花屋敷の主人は蛍に恋をする
「碧海さんっ!」
「……………樹くん……」
植物園の裏手にいた碧海に気づき、樹はすぐに近寄った。裏手には、関係者だけが立ち入れる小さな研究施設があった。樹も訪れる場所だったので、鍵を持っていたため、そこに碧海を招き入れた。
「消毒しますね」
「…………」
研修室は誰もいない。
救急箱から絆創膏などを取り出して彼女の傷を手当てしていると、碧海は小さな声で話し始めた。
「………ごめんなさい」
「え…………」
「植物園の花、枯らせてしまった………。本当にごめんね」
「いいんですよ」
「だって絶滅危惧類なんでしょ?大切な花じゃない!?」
「種はあります。また植えればいいんです」
涙をポロポロこぼしながら謝罪する碧海にそう返事をするが、彼女の涙と悲しみの表情は止まらない。

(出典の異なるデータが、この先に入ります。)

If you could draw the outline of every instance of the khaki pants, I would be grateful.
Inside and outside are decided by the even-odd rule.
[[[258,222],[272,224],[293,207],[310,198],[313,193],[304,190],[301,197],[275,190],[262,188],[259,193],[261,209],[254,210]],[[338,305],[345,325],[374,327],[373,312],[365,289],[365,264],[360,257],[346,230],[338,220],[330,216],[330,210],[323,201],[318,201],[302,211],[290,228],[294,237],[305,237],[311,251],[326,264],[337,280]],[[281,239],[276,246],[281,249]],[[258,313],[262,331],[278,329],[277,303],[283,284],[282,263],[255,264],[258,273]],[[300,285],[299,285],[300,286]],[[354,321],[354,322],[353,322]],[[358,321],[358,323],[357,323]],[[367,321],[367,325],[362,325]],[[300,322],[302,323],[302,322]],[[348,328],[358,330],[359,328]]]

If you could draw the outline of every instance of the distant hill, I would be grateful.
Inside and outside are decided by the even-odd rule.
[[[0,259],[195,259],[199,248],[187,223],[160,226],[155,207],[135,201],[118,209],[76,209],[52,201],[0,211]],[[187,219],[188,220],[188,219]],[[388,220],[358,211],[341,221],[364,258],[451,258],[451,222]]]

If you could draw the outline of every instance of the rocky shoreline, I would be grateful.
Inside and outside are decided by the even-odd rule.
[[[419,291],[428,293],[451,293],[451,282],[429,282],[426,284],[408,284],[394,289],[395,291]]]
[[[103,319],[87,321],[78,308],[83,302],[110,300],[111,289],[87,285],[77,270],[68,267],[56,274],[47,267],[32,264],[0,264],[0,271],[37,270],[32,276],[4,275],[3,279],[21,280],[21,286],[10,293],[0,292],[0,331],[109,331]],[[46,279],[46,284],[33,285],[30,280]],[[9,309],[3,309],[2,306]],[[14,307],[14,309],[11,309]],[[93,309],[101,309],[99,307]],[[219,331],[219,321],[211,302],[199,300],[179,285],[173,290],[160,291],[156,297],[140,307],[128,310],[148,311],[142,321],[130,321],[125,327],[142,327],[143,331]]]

「………やっぱり、私って不気味だよね。あんなの見せられたら、恐ろしい。………人間じゃないみたい」
「………そんな事ないですよ」
「そんな優しい嘘言わないでよ!あんなの恐ろしいだけよ。綺麗な花が一瞬で枯れるのんだよ!私が1番怖いの!花が枯れていく瞬間も、他の人の視線も…………」
大声を出してそう言う碧海を落ち着かせるように、樹はゆっくりと言葉を伝えた。
彼女と出会ってから考えていた事だ。